Há também incerteza sobre a letalidade dos surtos atuais.
Nem todas as mortes estão sendo registradas, pois algumas pessoas buscam "medicina tradicional" em vez de cuidados hospitalares.
E não temos ideia de quantas pessoas estão sendo infectadas — algumas das quais podem ter sintomas leves ou inexistentes.
"Simplesmente não sabemos quantos casos há e, para mim, essa é uma das maiores incógnitas", diz Lang, da Universidade de Oxford.
Historicamente, os surtos do clado 1 são mais perigosos do que os do clado 2.
Em surtos anteriores, até 10% das pessoas que adoeceram com a mpox do clado 1 morreram. No entanto, não está claro quão relevante é essa taxa de 10% para os surtos atuais.
Além disso, as taxas de mortalidade envolvem mais do que o vírus em si. A desnutrição, o HIV não tratado que compromete o sistema imunológico ou a falta de acesso a cuidados hospitalares também elevam a taxa de mortalidade.
A OMS afirma que 3,6% dos casos conhecidos de mpox com o clado 1a levaram à morte em 2024. Não há um número equivalente para o novo clado 1b.
Como os primeiros dias do HIV
Mais de 500 pessoas já morreram nos surtos de mpox na RDC este ano. A ameaça para o país e seus vizinhos é clara.
"Não conseguimos controlar o vírus em South Kivu", diz Masirika.
"Precisamos de uma intervenção maciça para controlar esse surto e pará-lo", acrescenta.
A situação é complicada pelo conflito em curso no leste da RDC, onde vários grupos rebeldes estão em combate.
Lang, que está trabalhando com equipes na RDC, traça comparações com os primeiros dias do HIV.
Quando questionada sobre isso, ela diz que é uma frase usada "não muito frequentemente e definitivamente não levianamente."
Ela acrescenta: "A combinação de trabalhadores do sexo jovens e explorados, as famílias, os caminhoneiros e, obviamente, as crianças ao redor que são as vítimas vulneráveis iniciais desse surto, é exatamente a mesma situação dos primeiros dias do HIV, onde foi realmente perpetuada pelas rotas de transporte."
Ameaça global?
Não se espera que o mpox atinja o nível da covid. Já se passou quase um ano desde que a nova cepa surgiu em setembro de 2023.
O cenário mais provável em países emissores de turistas, como o Brasil, é que alguém retorne o exterior com o vírus e fique doente.
Esses casos importados podem ficar por isso mesmo ou pode haver uma propagação limitada dentro de domicílios através de contato físico próximo.
A Suécia teve o primeiro caso de clado 1b fora da África, sem mais propagação relatada.
Um cenário mais preocupante seria uma criança pequena infectada levando o vírus para a creche, pré-escola, ou escola, onde brinca com outras crianças e causar um surto lá.

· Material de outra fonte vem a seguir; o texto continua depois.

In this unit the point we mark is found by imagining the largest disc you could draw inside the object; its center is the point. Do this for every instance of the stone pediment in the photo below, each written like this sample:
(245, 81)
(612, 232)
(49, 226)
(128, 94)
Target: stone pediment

Esse é o limite do que está sendo considerado provável no Reino Unido.
"Não, eu não acho que isso [o surto atual] vai ser grande", diz Dunning.
"Estou um pouco irritado e nervoso com as pessoas focando apenas no que aconteceu em 2022 e pensando que o mesmo vai acontecer."
A resposta seria encontrar pessoas que tiveram contato com alguém infeccioso e vaciná-las, em vez de realizar programas de imunização em massa.
Deve ser mais fácil acompanhar qualquer caso importado dessa forma em países emissores de turistas do que na RDC, que enfrenta conflitos e desafios humanitários adicionais.
Ainda não há vacinas específicas para mpox, mas vacinas contra a varíola são eficazes contra a doença.
Os vírus da varíola e do mpox são ambos Orthopoxvírus e a imunidade a um proporciona proteção contra o outro.
O fim das campanhas de imunização contra a varíola — após a erradicação da doença em 1979 — é uma das razões para o surgimento do mpox agora.
Aqueles que receberam a vacina contra a varíola quando crianças, apesar de um sistema imunológico envelhecido, ainda devem ter alguma proteção.
Assim como os homens que receberam a vacina durante o surto de 2022, embora os surtos do clado 1 não estejam afetando desproporcionalmente homens gays, bissexuais e outros homens que fazem sexo com homens.
As pessoas com maior necessidade de vacinas estão no centro do surto na África.
Dunning diz: "Somos absolutamente péssimos em compartilhar ferramentas para prevenir a mpox, especialmente vacinas, e isso é indefensável."
"É óbvio para mim que a maior vitória para nós é controlar esses surtos na origem."